US Government to sue Oracle for alleged fraud

News 17 Jun, 2010

The US Department of Justice has joined a whistleblower's case against Oracle, which has been accused of overcharging the US Government.

Oracle is being sued by the US Department of Justice (DoJ) for allegedly overcharging and has been accused of trying to defraud the US Government.

Former Oracle worker Paul Frascella and the DoJ have taken the lawsuit to the software giant, claiming that the company did not disclose discounts to the government that it had offered to favoured commercial customers.

A complaint has now been filed in a federal court in Alexandra Virginia which says that under General Services Administration contracts, companies should offer the best prices to the government, according to a Bloomberg report.

The complaint claimed that the government had been overcharged by tens of millions of dollars.

Frascella, while at Oracle, had been involved in multiple award schedule deals that are negotiated by the US General Services Administration (GSA). These make it simpler for government agencies to place orders as they go through a GSA schedule rather than via procurement programmes.

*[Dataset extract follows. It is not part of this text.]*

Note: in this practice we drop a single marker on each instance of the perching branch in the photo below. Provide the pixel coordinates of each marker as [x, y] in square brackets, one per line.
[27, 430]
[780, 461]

The government is then supposed to receive “equal to or greater than the discount given to that firm’s most favoured customer” and the contracted firm is required to report on these discounts, the complaint said.

It claimed that Oracle had used “various schemes” enabling the company “to give commercial customers deeper discounts than the GSA schedule provided”.

Frascella had originally launched the case in 2007 under the False Claims Act, which allowed the whistleblower to sue on behalf of the government. The DoJ then joined the case in April this year.

If a court orders a payout then Frascella is likely to get a cut.

Oracle had not responded to IT PRO's request for comment on the claims made in the complaint at the time of publication.